One never knows quite what the trigger will be for a correction and few could have predicted that this time it would be a combination of COVID and a war in Ukraine. Interestingly, if you look at the whole 20 years together, the real return – and thus, sustainable spending rate – is likely to be about 4% per annum, which is remarkably close to the very long-run averages.
While one could view this as a decade of feasting followed by a whole decade of famine, the actual shape of a weak decade is more likely to be an ugly 12-18 months of capital destruction (which we are quite possibly reaching the end of), followed by a period of attractive returns thereafter. At which point, markets will probably have become over-valued once again in time for the next correction!
So, to return to the core question; how much can a charity afford to spend over the next 7-10 years?
It will first depend on their historic returns and how much they withdrew over the past decade. However, as Chart 2 shows, if one had achieved average returns and spent the long-term sustainable average of 4% over the past decade, even after the torrid past 12 months, one should be able to continue to spend 4% per annum over the next decade. Across the whole 20-year period, one ends with a little more capital in real terms than when one started.

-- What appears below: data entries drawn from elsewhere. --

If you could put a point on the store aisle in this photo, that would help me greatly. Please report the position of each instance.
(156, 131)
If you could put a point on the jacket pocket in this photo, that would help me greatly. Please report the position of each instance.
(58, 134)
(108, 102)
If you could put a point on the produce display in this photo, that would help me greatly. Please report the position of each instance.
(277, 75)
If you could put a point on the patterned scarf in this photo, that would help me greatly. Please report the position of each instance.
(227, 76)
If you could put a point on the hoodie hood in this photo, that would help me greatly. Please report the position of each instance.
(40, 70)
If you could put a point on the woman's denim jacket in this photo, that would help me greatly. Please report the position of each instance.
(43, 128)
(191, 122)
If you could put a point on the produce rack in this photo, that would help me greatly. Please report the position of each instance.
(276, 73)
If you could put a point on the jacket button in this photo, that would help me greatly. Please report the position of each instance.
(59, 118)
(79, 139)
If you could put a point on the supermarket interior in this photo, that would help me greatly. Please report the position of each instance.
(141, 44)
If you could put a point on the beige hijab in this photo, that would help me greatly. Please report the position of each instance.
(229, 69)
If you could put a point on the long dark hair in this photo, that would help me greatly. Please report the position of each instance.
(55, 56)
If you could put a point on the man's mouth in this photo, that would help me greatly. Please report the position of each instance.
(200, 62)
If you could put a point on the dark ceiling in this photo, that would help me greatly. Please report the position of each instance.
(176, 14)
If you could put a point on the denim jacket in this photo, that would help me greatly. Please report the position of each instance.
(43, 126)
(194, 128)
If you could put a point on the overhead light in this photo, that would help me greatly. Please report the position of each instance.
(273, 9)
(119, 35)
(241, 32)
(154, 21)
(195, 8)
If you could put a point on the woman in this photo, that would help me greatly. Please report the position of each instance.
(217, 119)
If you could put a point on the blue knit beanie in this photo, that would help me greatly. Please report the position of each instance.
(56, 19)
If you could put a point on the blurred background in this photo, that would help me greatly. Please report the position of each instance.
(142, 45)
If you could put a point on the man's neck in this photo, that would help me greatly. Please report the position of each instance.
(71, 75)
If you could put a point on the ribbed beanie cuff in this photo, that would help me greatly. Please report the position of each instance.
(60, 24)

However, a word of caution. On the one hand, a consistent 4% spending rate over the entire 20-year period would ensure maximum benefit to current beneficiaries, while maintaining the real capital value for the future – so, balance achieved. On the other, it doesn’t leave much of buffer for the next storm, which will surely bedevil markets at some point in the future.
As a consequence, while some charities will seek to continue to maximise their spending at the 4% level, we suspect many trustees will choose to be prudent in the immediate future and set their spending levels to nearer 3% than 4%, only increasing spending when their capital buffers have been rebuilt to more comfortable levels and profits have been achieved, as opposed to merely forecast!